I witnessed history many times while covering Jimmy Carter’s post-presidential good works for 10 years, from 1989 to 1999, as a reporter for The Atlanta Journal-Constitution.
I traveled the world in his shadow, sometimes rushing to the airport on a couple hours’ notice, notebook and camera in hand. I reported on his tireless efforts to end wars in Sudan, Ethiopia and Bosnia, and to prevent potential wars in Haiti and Korea.
I watched him build Habitat for Humanity houses on barren, desolate fields in Mexico that had no water or electricity. It was similar in Eagle Butte, South Dakota, where he helped build Habitat houses on Indian land.
I watched him monitor elections in Nicaragua, where he persuaded Daniel Ortega in the middle of the night to do the right thing and concede defeat.
“I told him that I understood how he felt,” Carter told me, recalling his own humbling defeat in 1980.
In every case, Carter was a relentless advocate for democracy, peace and human rights. Stubborn, tenacious, at times impatient. His work took him to godforsaken lands whose people were victims of intractable wars. Sometimes a cease-fire would be brief, and critics would wonder whether it had been worth the price.

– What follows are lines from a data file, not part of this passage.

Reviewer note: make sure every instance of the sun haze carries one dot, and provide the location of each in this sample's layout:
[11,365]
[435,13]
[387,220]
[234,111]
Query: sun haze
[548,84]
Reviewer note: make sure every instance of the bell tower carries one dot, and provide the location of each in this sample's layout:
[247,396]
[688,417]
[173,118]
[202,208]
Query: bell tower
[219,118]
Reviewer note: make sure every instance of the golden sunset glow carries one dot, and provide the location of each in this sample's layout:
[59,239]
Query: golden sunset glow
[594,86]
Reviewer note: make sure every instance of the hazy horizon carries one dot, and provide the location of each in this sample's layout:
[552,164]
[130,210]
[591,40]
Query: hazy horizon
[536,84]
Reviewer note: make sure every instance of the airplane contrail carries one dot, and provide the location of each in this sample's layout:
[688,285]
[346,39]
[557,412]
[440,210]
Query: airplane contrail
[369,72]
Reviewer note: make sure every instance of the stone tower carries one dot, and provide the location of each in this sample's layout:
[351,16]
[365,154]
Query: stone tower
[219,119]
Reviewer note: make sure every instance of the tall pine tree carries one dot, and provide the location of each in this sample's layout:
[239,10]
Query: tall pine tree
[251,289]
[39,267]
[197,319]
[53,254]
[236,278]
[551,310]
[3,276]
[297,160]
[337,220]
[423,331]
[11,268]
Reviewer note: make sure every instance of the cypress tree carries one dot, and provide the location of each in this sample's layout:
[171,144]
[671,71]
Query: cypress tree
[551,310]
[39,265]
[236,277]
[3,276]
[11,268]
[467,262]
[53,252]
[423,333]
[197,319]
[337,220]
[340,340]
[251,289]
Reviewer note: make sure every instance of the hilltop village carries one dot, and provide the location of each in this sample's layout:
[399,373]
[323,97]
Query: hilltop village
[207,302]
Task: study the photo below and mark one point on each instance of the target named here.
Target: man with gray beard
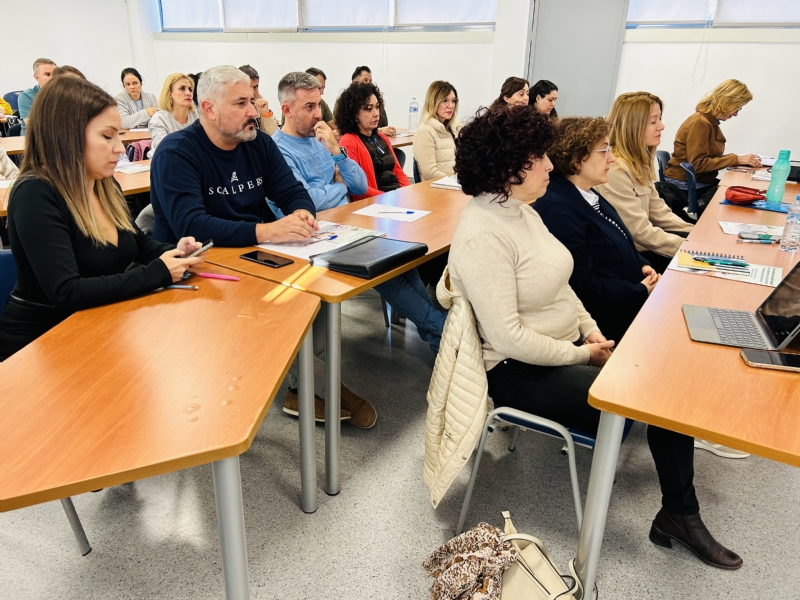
(212, 178)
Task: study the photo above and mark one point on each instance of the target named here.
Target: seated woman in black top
(610, 277)
(71, 235)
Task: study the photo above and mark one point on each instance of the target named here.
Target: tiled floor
(157, 538)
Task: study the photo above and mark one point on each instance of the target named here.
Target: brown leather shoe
(363, 414)
(291, 402)
(690, 531)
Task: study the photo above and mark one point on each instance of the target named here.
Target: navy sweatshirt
(200, 190)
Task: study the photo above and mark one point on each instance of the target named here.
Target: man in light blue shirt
(312, 152)
(42, 72)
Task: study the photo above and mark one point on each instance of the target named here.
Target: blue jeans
(406, 293)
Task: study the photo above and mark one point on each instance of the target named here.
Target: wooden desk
(658, 375)
(135, 183)
(16, 145)
(164, 382)
(399, 142)
(436, 230)
(13, 145)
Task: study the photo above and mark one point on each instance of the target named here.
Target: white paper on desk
(131, 168)
(321, 241)
(759, 274)
(734, 228)
(395, 213)
(448, 183)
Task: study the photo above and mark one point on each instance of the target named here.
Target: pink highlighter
(215, 276)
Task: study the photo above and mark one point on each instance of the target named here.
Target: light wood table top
(164, 382)
(16, 145)
(13, 145)
(135, 183)
(435, 230)
(399, 142)
(658, 375)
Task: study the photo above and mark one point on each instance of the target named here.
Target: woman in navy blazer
(610, 277)
(613, 280)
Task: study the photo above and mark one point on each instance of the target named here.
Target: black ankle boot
(690, 531)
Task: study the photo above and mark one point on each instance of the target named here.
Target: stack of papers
(448, 183)
(331, 236)
(734, 228)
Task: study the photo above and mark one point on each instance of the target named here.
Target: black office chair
(691, 189)
(662, 158)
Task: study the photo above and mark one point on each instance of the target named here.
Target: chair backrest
(662, 158)
(691, 189)
(11, 98)
(8, 276)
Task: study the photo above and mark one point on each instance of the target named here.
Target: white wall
(91, 35)
(765, 60)
(402, 69)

There was no shortage of people who belittled Carter’s efforts. In the time I covered him, I took notes as critics took potshots. He’s meddling, they said. He’s irresponsible.
He was trying to reinvent himself and make us forget his failed presidency. Some branded him a traitor, citing his letter to world leaders asking them not to support the U.S. coalition on the eve of the Gulf War.
He didn’t care what they said. He was willing to risk his own reputation and, more important, risk failing. In his mind, the real failure would be if he didn’t even try to find a peaceful resolution to conflict.
Carter had close ties to Emory University, where he headlined annual Jimmy Carter town hall meetings, which I remember covering. He often went to campus, lecturing to students in his role as university distinguished professor.
It wasn’t always a lovefest; during the 1991 Gulf War, a student accused Carter of “appeasement and capitulation” because Carter had urged negotiations to avoid war with Saddam Hussein. I took notes.
Credit: AP
Credit: AP
Sometimes, he even made news at these gatherings, letting slip who he had just talked to, usually a dictator or some other unsavory character who couldn’t get through to the White House or State Department: people like Fidel Castro of Cuba, Mohammed Farah Aideed of Somalia, Manuel Noriega of Panama, Palestinian leader Yasser Arafat, Hafez Assad of Syria, Kim Il Sung of North Korea, Mengistu of Ethiopia.
Those stories often made the front page — not so with Carter’s efforts to increase crop yields in Africa, or to rid the world of horrible diseases like Guinea worm and river blindness. Despite the lack of international headlines, he approached those good works with the same resolve.
My stories helped document the work that helped him win the Nobel Peace Prize in 2002, long after I had left the AJC. He was honored for “his decades of untiring effort to find peaceful solutions to international conflicts, to advance democracy and human rights, and to promote economic and social development.”
That is what I witnessed when I followed him around the world. Rest in peace, Mr. President. Your legacy is safe.
Elizabeth Kurylo is a former Atlanta Journal-Constitution reporter who covered Jimmy Carter’s post-presidency.